Костя не спеша доел кашу, молча стащил с нар за ремень взвизгнувшую гармонь. Танечка обрадованно всплеснула руками, чмокнула Суржикова в лоб к большому огорчению Асланбекова, тут же схватила Асланбекова за руку и потащила к двери, теперь уже к великой его радости.
— Ты танцевать еще не можешь, стой рядом, на меня смотри. Женя, быстренько! Мальчики, за мной!
— Все идите! — засуетился Чуркин. — Я тут и котелки помою, и порядок наведу.
Из землянки Сергей вышел вместе со всеми, но остался в окопе. Сидел на снарядном ящике, глядел, как Суржиков, откинув задорно голову, наигрывает вальсы, а вокруг него — одни умело, другие — не очень — кружатся пары.

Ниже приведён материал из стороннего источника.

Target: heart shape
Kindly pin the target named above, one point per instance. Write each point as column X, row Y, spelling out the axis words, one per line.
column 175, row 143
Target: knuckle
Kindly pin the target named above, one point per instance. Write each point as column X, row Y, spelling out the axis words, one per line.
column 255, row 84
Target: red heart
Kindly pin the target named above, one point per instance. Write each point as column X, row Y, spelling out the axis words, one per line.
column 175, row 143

Вернулся в землянку. Чуркин сидел на скамье, выуживал из миски размякшее в жидком хлебное крошево. Заметил Сергея, попытался заслонить собою посудину и едва не упал, потеряв равновесие.
— Что с тобою, Осипович?
— А нич-о… — неприязненно ответил Чуркин, разгладил усы и выпил жидкое через край, миска упала на пол. Неловко, тяжело повернулся, уставился на Сергея бессмысленным взглядом налитых кровью глаз, вяло потер потную шею, щеки в багровых пятнах, пьяно икнул.
Сергея передернуло. Он с отвращением и страхом глядел на безвольно отвисшую нижнюю губу Чуркина, на мокрые крошки в щеточке слипшихся усов. Ему было и жаль Чуркина, и обидно за него.
— Чего вылупился? Ос-суждаешь? А по какому праву? Что ты видел в жизни, с-суслик?
— Ничего.
— То-то! И неча в душу лезть. — Неверными пальцами Чуркин попытался расстегнуть пуговицы на гимнастерке и, не справившись, рванул ворот.
— Поспать бы лег, Осипович…
— Чего? Помрем — выспимся. Уйди отсюда, ну! Погодь! Варвару покличь. Живо!
Вернувшись вместе с Варварой, Сергей остался в окопе. Слышал, как Варвара спросила участливо и тихо: «Плохо тебе, Ёсипович?» Чуркин помолчал и заорал вдруг: «Чего — плохо? Мне лучше всех! Видишь, один пью-гуляю, и никто мне не нужон. Никто! И ты тоже не нужна… Детей моих отдай, немедля. И марш с глаз долой!»
Варвара проскользнула мимо, пряча лицо. Сергей не решился входить в землянку, но и оставить Чуркина одного не мог. Присел на ступеньках.
Тихо было в землянке. Долго было тихо. Потом:
— Ты чего ж, Маняша, все дуешься, из-подо лба глядишь? За что на батьку осерчала? Вон Витек, примечай — меньшой, а скалится, все зубки наружу. Ха-х! Смейся, сынок, радуйся, твое время…
Тугой комок подкатил к горлу Сергея: Чуркин разговаривал с детьми, как с живыми. Потом замолчал. И вдруг страшный, какой-то звериный вопль ударился в стены землянки. Сергей распахнул дверь. На нарах валялся развязанный вещмешок. Чуркин, стеная и захлебываясь, бился головой о край нар: в стиснутой руке его зеленели крохотные варежки.
— Осипович!
Чуркин не отозвался, и Сергей опять прикрыл снаружи дверь. Долго сидел на ступеньках, потрясенный безысходным горем человека, которого он привык видеть и считать сильным и закаленным. Наконец в землянке стало тихо. Сергею подумалось: успокоился, заснул; но тут, будто откуда-то из подземелья, донеслась песня, накрепко связанная, перевитая тоской:
Песня то вовсе замирала, теряя слова, становясь подобной тяжкому стону, то суматошно билась пойманной птицей, и жутко было слышать эти безысходные вопли израненной до крови человеческой души.
Дождь сеялся мелкий, как мокрая пыль, поминутно тянуло протереть глаза и заслониться. Сапоги то отрывали от земли сразу по полпуда жирной грязи, то скользили, как лыжи, и приходилось все время быть начеку, чтобы не грохнуться в самом центре позиции. Подтягивая ногу и проклиная все на свете, Мазуренко шел к четвертому орудию.